| 摘要: |
| 【目的】为了更加有效的控制土壤含水量,指导节水灌溉。【方法】采用负水头土壤水分湿润锋运移试验和Hydrus-3D三维土壤水分运移数值模型,研究了负水头高度(0m、-0.5m、-1.0m)时山西榆次砂土、壤土的土壤水分湿润锋运移规律和模型的有效性。【结果】试验表明水分累积入渗量随着时间的增加逐渐增大,与时间呈良好的幂函数关系;湿润锋随着时间的增加逐渐向水平、垂直方向扩大,曲线呈1/4椭圆状,最大湿润距离与时间的平方根呈良好的线性关系;湿润锋入渗速度随着负水头高度的增加逐渐减小,与时间呈良好的幂函数关系。实测湿润锋包络面积与模型计算值的偏差,砂土为0.51%~7.21%,壤土为0.22%~16.03%。【结论】所建三维模型可以用于描述负水头环境下土壤水分湿润锋的运移特征,并用于预测各种条件改变下的湿润锋运移和含水率分布。 |
| 关键词: 负水头;累积入渗量;湿润锋;入渗速度;Hydrus-3D |
| DOI: |
| 分类号:S275.6 |
| 基金项目: |
|
| Three-dimensional Model of Soil Wetting Front Moving in Negative Head Environment and Verification |
|
ZHU Jun
|
|
China Institute For Radiation Protection Key laboratory of nuclear environmental simulation andevaluation technology
|
| Abstract: |
| 【Objective】In order to control soil water content more effectively and guide water-saving irrigation.【Method】The sand and loam in Yuci area of Shanxi Province were selected to establish soil wetting front moving experiments under three kinds of negative head(0m、-0.5m、-1.0m).

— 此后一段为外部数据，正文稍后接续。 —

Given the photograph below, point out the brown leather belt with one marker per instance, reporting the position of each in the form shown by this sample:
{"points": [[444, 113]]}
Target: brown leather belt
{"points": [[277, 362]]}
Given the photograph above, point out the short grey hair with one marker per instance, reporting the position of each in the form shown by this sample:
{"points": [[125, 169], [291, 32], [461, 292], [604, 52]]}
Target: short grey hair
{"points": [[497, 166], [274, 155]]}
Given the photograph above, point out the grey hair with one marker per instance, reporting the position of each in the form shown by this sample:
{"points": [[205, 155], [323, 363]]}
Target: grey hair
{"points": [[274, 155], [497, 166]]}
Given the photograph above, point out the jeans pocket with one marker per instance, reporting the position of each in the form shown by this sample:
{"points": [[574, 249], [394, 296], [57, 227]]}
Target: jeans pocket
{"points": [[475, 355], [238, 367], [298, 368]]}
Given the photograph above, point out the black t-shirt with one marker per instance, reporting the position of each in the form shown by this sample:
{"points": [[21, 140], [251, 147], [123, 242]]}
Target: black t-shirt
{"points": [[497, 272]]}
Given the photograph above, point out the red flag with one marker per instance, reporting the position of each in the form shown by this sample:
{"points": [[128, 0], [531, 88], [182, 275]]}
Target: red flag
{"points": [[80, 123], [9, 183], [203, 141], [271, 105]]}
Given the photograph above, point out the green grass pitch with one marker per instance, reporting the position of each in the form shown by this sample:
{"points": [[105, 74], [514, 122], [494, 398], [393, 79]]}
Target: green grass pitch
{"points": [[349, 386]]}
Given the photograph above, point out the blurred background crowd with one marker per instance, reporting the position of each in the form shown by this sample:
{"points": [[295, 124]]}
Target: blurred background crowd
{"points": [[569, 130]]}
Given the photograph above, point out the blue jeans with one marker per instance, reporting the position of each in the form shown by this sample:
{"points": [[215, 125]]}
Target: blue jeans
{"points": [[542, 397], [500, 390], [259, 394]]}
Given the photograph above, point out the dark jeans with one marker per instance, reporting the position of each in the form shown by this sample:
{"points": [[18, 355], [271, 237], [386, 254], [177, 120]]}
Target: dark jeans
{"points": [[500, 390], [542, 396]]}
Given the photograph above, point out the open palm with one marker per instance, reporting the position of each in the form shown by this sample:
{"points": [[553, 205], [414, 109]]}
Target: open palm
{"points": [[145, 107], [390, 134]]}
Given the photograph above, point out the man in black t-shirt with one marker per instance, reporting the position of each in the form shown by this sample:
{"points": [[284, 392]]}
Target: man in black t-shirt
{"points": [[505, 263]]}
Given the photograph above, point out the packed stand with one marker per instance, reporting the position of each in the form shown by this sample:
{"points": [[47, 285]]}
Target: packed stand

The negative head soil moisture wetting front migration test and Hydrus-3D soil moisture migration numerical model were used to researched the law of soil moisture wetting front movement and the validity of the model.【Result】The cumulative infiltration increases with the increase of time, also can be expressed by power function. With the increase of time, the wetting front gradually expands to horizontal and vertical directions, and not only the curve presents a 1/4 ellipse shape, but also the maximum wetting distance with the square root of time can be expressed by linear relation. The infiltration velocity of wetting front decreases with the increase of negative head and can be expressed by power function too. The measured wetting front envelope area at negative head of -0.5m and -1.0m was used as model validation data. The deviation of wetting front envelope area between numerical calculation and measured, sand is 0.51%~7.21%, loam is 0.22%~16.03%.【Conclusion】The three-dimensional model can be used to describe the migration characteristics of soil wetting front in negative head environment, and to predict the movement and distribution of moisture content under different conditions. |
| Key words: Negative Head; Cumulative infiltration; Water front; Infiltration velocity; Hydrus-3D |